Trouble is, integer quadratic programs are not at all easy to solve, NP-Hard in general, and I don't think the simplicity of this problem makes it much easier. I think your best approach would be to solve this in the relaxed form (real values) and do randomized rounding or something.

Answer 4

I'm having trouble understanding your description of the problem, but I hope it is equivalent to the following:

INPUT: A list of real numbers x_1, x_2, ..., x_n summing to an integer N

OUTPUT: A list of integers y_1, y_2, ..., y_n also summing to N such that y_i is either x_i rounded down or rounded up (i.e., y_i differs from x_i by less than 1).

Here is one way to do that:

• Compute the sequence of partial sums s_0 = 0, s_1 = x_1, s_2 = x_1 + x_2, ..., s_n = x_1 + ... + x_n = N.

• Round each partial sum to the nearest integer (rounding half-integers in a consistent direction, let's say up), forming the sequence t_0 = 0, t_1 = s_1 rounded to the nearest integer, ..., t_n = N.

• Let y_1 = t_1 - t_0, ..., y_n = t_n - t_{n-1}.

Then the y_i are integers which sum to N and for each i, s_i - 0.5 < t_i <= s_i + 0.5 which implies that |y_i - x_i| = |(t_i - t_{i-1}) - (s_i - s_{i-1})| < 1.

Answer 5

I would say the easiest way to do this would be, to start out with 100. Then (I'm going to assume you have integer weights on spots) say you have weights 1 1 2 3 4, sum the weights get 11 (n), distribute 11 or (100/n) for each weight that is you'll get:

9 9 18 27 36

Then sum the new weights to get 99, do 100-99=1, then distribute the left over amount to the lowest granularity you want and distribute it across the cells with random prob distribution based on weights. You might want to shift and then do this step, regardless there will be some imprecision. You can use 1000 or higher if you want more granularity. I also think it should work if you have non-integer weights you'll just have more left over in the last step to distribute.

Answer 6

The perfect (and easier) version of Jon Rodriguez approach:

Round all numbers down, save the remainders for later use.

Sort the numbers by remainder, and add 1 unit to as many of the rounded numbers as it takes to make their sum the desired value, starting from the numbers with the highest remainders.

Answer 7

As I understand the problem, we have a bunch of nonnegative floats between 0 and 1 which total 1, and we wish to round each to two decimal places without changing the fact that they sum to 1.

First, scale the numbers by a factor of 100, so that we have x_1, ... , x_n which sum to 100. Now we need to round them to integers so that they still sum to 100.

Let's write frac(x) for the fractional part of x, which can be computed as x - int(x).

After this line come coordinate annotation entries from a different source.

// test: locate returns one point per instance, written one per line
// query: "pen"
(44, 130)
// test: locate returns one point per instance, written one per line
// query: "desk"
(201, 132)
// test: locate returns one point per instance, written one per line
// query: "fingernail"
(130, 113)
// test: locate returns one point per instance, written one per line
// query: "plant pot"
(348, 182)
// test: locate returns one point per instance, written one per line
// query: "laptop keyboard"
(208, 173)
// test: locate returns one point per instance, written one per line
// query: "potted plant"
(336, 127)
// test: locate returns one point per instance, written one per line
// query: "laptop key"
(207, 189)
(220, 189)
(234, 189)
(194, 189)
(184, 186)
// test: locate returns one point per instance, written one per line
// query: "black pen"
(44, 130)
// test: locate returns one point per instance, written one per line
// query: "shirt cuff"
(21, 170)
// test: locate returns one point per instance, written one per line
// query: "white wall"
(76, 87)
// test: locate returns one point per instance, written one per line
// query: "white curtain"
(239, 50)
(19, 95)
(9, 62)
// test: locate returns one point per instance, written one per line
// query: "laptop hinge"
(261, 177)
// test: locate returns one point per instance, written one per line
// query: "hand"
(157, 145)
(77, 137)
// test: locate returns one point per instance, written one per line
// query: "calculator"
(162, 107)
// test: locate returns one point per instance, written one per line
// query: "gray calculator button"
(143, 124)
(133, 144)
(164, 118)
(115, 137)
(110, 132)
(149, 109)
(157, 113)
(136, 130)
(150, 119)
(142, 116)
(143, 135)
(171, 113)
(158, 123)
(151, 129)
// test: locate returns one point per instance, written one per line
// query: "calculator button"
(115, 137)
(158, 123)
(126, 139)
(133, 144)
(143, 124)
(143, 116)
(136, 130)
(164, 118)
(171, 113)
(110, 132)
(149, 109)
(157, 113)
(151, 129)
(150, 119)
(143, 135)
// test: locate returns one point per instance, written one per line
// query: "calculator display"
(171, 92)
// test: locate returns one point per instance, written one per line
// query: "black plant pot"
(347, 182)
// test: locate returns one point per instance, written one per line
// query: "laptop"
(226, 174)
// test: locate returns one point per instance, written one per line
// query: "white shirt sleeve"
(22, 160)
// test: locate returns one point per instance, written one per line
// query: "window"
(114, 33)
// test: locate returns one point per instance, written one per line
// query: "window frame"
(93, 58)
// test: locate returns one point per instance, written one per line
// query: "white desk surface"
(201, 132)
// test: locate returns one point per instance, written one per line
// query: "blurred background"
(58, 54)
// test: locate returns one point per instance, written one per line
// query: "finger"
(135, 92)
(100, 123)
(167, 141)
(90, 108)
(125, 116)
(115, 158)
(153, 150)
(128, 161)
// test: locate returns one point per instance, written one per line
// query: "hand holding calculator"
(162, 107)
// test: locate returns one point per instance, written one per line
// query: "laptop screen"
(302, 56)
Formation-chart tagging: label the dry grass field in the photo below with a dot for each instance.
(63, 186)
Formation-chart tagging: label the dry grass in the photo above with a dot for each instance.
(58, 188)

Notice that 0 <= frac(x) < 1.

First, consider the sum of the fractional parts frac(x_1) + frac(x_2) + ... + frac(x_n). This value is an integer between 0 and n-1. Let's call is F. An easy way to compute F is like this: 100 - (int(x_1)+...+int(x_n)). (This may also be the easiest way to see that the sum of the fractional parts is an integer!)

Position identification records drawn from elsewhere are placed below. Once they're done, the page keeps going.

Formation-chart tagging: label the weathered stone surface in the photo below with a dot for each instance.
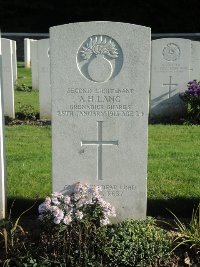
(44, 79)
(14, 60)
(170, 73)
(195, 61)
(8, 84)
(34, 64)
(27, 53)
(100, 86)
(2, 149)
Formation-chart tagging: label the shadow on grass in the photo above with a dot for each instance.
(16, 206)
(181, 207)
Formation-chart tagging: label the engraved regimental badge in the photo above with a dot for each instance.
(171, 52)
(99, 58)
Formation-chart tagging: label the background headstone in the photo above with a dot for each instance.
(2, 149)
(8, 85)
(34, 65)
(195, 61)
(27, 53)
(44, 79)
(14, 60)
(170, 73)
(100, 84)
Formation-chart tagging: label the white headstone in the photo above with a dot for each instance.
(34, 64)
(195, 61)
(100, 83)
(44, 79)
(2, 149)
(27, 53)
(8, 85)
(170, 73)
(14, 60)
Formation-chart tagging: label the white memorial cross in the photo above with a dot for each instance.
(170, 84)
(99, 143)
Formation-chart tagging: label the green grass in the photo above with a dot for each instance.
(173, 161)
(173, 166)
(25, 98)
(24, 75)
(28, 156)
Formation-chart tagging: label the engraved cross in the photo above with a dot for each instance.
(99, 143)
(170, 84)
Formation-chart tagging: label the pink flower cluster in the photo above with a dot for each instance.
(64, 209)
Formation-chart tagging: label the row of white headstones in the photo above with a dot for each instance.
(175, 61)
(169, 73)
(100, 79)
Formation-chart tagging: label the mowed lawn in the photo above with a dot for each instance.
(173, 161)
(173, 164)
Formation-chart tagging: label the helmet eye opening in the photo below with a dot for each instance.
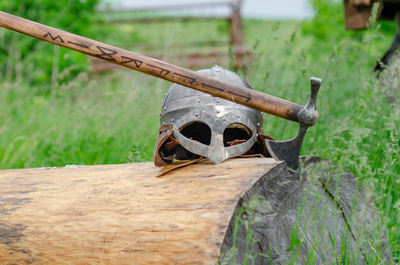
(197, 131)
(236, 133)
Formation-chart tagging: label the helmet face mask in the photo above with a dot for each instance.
(207, 126)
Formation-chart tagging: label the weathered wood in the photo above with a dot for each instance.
(252, 209)
(121, 214)
(238, 94)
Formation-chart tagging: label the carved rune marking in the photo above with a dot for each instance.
(48, 34)
(138, 63)
(212, 87)
(187, 79)
(248, 97)
(78, 44)
(106, 53)
(162, 70)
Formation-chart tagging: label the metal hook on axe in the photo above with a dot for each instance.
(287, 150)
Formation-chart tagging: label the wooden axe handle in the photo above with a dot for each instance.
(238, 94)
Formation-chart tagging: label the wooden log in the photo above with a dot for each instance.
(242, 209)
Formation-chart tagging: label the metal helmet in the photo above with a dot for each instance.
(195, 124)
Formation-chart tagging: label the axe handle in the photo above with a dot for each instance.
(238, 94)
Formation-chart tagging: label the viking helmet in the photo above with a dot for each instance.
(195, 124)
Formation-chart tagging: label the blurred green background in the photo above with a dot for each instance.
(54, 111)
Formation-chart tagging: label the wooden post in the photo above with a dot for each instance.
(238, 94)
(242, 209)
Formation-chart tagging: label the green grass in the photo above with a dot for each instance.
(113, 118)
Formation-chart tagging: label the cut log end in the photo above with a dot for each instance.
(243, 209)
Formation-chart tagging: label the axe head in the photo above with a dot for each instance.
(289, 151)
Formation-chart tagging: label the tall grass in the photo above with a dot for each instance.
(113, 118)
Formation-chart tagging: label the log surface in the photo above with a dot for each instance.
(121, 214)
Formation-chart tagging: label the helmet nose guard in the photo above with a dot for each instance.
(203, 125)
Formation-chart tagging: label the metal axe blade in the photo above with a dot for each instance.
(289, 151)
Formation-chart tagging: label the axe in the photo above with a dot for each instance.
(288, 151)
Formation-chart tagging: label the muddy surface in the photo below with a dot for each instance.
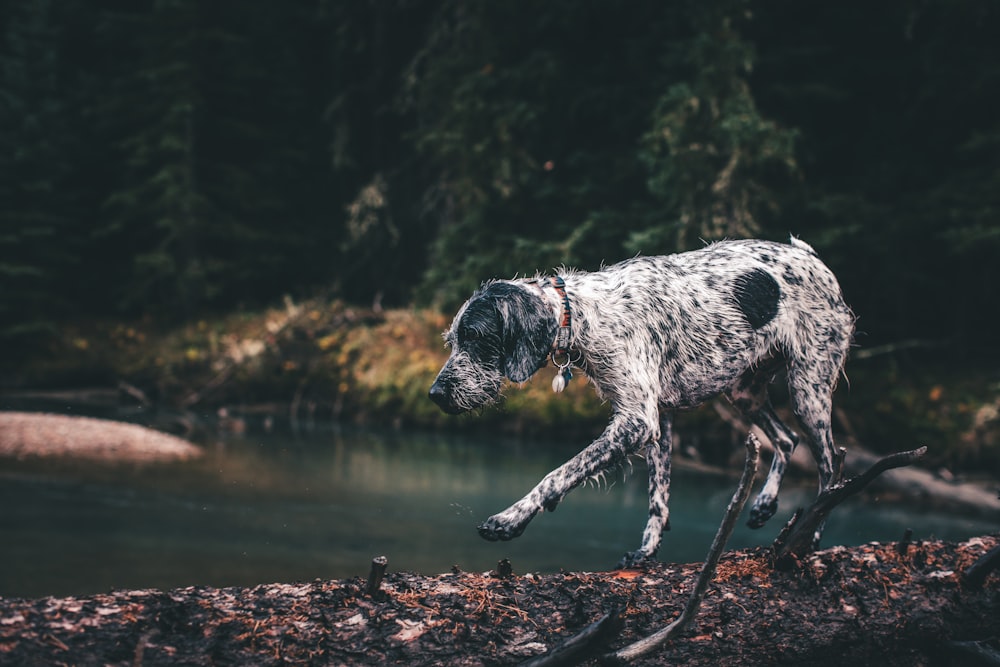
(875, 604)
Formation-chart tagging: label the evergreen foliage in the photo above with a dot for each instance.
(169, 157)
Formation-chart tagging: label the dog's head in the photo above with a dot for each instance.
(504, 329)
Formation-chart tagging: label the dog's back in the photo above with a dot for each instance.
(703, 318)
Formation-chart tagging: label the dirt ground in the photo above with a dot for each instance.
(875, 604)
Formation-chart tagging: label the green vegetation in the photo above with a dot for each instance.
(174, 162)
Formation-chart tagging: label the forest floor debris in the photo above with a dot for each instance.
(884, 604)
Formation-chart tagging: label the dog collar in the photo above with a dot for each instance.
(561, 346)
(560, 349)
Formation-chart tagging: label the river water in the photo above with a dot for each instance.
(289, 507)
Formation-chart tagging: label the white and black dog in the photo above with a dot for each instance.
(655, 334)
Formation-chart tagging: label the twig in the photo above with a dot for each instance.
(975, 575)
(573, 649)
(798, 536)
(379, 564)
(652, 642)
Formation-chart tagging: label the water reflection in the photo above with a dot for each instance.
(266, 508)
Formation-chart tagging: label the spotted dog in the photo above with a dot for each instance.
(653, 335)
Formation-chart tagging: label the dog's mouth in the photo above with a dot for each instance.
(442, 398)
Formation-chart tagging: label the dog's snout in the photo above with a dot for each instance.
(438, 395)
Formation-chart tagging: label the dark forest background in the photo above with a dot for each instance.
(172, 158)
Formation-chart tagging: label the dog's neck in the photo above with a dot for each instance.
(564, 316)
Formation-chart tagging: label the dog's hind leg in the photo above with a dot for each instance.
(749, 396)
(784, 442)
(811, 387)
(623, 436)
(658, 462)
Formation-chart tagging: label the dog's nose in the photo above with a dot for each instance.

A little thought should convince you that this integer F is the number of times you need to round up, and therefore n-F is the number of times you need to round down. Therefore, sort your original list from least to greatest by fractional part, then round down the first n-F numbers, and round up the last F numbers.

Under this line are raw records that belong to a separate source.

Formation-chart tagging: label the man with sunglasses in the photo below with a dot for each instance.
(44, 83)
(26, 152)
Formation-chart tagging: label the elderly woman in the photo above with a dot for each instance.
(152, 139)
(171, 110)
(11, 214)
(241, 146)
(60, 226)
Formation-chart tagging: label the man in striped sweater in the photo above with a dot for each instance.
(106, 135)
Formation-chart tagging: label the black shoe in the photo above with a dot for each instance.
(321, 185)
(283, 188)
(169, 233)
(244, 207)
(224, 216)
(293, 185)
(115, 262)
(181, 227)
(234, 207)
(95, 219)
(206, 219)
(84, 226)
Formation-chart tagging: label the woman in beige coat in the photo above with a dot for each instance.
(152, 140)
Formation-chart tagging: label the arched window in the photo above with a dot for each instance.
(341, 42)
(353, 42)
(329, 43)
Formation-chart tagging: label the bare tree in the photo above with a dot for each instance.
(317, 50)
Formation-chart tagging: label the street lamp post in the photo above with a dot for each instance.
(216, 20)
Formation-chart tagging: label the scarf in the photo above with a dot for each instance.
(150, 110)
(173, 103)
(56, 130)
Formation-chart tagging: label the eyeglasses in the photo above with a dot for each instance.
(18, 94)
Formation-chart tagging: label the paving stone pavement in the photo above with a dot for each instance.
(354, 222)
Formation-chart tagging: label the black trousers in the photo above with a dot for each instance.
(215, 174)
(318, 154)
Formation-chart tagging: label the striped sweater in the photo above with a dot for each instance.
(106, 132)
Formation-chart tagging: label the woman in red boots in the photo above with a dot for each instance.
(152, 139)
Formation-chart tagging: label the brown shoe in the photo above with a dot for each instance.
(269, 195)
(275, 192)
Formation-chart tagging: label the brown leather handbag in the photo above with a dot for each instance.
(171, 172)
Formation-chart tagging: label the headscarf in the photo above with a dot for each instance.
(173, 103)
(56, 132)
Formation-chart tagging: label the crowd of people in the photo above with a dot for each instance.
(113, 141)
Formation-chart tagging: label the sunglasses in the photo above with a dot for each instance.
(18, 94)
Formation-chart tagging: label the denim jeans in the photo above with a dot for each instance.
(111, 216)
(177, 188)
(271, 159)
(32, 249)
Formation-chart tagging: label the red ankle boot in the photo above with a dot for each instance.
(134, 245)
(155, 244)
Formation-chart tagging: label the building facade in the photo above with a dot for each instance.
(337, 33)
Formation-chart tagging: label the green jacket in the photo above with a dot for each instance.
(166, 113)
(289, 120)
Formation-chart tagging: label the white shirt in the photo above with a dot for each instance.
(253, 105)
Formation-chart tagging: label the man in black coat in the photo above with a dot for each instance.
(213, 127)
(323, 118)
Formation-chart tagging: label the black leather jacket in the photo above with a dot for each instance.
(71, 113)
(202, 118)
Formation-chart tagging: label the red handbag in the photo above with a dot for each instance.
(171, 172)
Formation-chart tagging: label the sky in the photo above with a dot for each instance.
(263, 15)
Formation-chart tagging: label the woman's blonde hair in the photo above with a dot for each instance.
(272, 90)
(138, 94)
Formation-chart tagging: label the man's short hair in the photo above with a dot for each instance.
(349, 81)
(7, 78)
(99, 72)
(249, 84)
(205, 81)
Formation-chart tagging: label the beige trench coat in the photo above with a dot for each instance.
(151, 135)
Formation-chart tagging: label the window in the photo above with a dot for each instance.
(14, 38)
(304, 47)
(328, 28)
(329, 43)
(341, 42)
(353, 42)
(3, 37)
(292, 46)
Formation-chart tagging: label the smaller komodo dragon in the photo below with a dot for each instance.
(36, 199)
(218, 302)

For example, if we have the numbers 1/7, 1/6, 8/42, 1/10, 1/11, 34/110 (yes, the sum is 1) we multiply by 100 and write in decimal: 14.2857, 16.66666, 19.047619, 10, 9.090909, 30.90909. The integer parts are: 14, 16, 19, 10, 9, 30, which sum to 98. This means F=2, n-F=4. Sorting the numbers by fractional parts yields: 10, 19.047619, 9.090909,14.2857, 16.66666, 30.90909. Since F=2 and n-F=4, We round up the last two, and round down the first four. For this example, this technique is equivalent to round-to-nearest, but of course it won't always work out that way!